Thank you for your research and this detailed information! I am costuming a play that takes place in San Antonio, Texas in 1731 and includes Franciscan friars at the missions. Can you recommend a resource for a pattern for habit and cowl that would be as historically accurate as possible? Thank you, and I look forward to more posts on your subjects!

Reply
Adam
08/30/2013 21:31

Mrs. Corbin,

I want to begin by apologizing for my tardiness in reply, as the project went on hold while I pursued my graduate studies. There is currently no authentic pattern available for a friars habit for the 1730s era. A sketch of one of the St.
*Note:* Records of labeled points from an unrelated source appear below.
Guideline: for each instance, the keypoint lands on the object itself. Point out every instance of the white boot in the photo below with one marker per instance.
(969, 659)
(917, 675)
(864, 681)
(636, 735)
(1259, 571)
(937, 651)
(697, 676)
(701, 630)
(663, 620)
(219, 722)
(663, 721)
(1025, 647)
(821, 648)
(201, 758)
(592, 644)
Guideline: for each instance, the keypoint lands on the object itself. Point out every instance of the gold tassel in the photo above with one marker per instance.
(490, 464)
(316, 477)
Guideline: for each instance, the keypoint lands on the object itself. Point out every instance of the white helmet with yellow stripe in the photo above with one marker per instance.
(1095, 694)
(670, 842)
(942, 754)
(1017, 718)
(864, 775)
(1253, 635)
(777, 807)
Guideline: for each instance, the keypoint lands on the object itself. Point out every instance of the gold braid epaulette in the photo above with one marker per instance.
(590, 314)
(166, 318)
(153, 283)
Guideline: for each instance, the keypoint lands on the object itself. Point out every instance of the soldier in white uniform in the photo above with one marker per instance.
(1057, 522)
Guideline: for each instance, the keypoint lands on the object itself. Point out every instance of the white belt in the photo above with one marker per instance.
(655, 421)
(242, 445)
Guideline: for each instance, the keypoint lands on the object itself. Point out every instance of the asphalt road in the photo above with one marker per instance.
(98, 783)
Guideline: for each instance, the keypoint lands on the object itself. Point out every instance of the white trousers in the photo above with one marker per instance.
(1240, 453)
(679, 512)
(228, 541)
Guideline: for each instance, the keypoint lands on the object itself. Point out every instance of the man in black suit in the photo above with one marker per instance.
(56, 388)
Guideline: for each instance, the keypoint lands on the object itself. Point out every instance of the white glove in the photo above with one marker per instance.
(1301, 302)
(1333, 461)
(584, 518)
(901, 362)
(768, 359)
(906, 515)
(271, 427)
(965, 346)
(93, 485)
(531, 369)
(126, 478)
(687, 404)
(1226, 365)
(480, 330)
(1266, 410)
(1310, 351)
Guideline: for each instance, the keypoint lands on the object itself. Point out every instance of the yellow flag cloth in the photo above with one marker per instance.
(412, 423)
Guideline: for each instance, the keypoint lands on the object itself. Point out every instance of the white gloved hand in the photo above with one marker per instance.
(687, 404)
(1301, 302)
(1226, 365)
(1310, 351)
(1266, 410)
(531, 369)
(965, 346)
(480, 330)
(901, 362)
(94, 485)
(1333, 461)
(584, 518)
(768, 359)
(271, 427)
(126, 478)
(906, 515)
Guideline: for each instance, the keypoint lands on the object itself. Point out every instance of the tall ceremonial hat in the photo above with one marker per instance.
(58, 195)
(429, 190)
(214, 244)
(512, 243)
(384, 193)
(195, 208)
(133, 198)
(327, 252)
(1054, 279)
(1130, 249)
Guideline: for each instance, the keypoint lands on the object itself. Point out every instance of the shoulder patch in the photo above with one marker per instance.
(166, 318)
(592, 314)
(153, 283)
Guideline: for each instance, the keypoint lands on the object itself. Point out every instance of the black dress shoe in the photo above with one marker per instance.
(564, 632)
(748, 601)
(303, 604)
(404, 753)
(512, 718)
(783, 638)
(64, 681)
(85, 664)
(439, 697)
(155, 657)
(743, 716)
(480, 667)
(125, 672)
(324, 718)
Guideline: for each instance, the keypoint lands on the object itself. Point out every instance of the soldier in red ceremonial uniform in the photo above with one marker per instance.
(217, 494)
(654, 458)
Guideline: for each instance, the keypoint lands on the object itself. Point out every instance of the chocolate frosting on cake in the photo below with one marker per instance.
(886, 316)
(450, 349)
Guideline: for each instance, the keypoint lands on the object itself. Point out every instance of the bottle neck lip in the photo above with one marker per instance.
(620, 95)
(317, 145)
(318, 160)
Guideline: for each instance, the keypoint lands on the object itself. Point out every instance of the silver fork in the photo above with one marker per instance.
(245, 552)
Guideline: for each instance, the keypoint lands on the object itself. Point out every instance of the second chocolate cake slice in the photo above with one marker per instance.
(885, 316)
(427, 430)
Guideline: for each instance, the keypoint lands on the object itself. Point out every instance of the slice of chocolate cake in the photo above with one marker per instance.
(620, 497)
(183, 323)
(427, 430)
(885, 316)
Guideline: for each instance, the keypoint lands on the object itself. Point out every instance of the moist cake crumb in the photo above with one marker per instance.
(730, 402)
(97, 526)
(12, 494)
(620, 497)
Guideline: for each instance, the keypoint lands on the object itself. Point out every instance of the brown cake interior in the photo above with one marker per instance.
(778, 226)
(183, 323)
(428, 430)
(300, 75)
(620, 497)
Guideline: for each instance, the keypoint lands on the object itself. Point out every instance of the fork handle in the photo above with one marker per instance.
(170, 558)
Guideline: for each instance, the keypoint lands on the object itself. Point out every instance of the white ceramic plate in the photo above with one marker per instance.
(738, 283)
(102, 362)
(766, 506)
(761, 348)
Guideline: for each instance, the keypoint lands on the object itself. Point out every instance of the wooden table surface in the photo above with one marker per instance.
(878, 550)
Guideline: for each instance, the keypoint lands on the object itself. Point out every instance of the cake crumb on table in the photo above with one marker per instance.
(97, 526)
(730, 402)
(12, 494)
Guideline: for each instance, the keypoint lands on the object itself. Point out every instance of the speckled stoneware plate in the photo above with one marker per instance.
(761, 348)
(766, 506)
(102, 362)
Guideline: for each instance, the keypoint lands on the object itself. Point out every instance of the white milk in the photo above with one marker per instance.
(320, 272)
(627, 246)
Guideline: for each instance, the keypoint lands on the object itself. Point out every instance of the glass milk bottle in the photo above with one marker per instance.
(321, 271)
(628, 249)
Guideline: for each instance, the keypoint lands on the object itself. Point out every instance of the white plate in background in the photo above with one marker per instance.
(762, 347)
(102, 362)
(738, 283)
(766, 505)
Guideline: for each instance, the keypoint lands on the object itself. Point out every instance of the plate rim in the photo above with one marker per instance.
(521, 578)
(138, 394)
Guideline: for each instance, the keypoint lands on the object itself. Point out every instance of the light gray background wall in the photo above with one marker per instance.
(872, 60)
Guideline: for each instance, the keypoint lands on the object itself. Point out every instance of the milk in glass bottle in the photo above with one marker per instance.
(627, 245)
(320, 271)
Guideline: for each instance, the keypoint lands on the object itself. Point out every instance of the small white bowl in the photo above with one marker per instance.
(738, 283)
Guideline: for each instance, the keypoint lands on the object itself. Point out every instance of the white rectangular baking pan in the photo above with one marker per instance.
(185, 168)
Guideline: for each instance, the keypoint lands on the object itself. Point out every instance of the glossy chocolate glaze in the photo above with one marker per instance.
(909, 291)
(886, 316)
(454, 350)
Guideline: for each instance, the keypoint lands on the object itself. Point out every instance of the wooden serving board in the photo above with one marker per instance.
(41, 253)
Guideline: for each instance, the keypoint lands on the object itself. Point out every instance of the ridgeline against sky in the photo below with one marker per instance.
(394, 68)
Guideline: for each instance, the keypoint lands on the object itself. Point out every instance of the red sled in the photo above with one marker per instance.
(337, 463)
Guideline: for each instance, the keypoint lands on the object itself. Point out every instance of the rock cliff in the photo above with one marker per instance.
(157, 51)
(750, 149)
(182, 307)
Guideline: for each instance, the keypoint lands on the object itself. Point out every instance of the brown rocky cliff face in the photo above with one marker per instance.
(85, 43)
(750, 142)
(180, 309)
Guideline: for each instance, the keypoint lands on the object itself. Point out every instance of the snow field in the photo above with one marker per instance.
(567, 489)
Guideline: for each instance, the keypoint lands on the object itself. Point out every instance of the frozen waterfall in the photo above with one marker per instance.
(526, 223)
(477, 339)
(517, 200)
Francis tunics is available online, but that is appropriate for the 13thC...and while many have argued that "a tunic is a tunic" and most people have a hard time telling one friars habit apart from another, the reality is that habits in the 1730s had some unique features (most notably shaped sleeves). I am assuming your play has already occurred, but if you are still in need of a pattern please let me know and I will try to get the article on habit construction composed and up as soon as possible.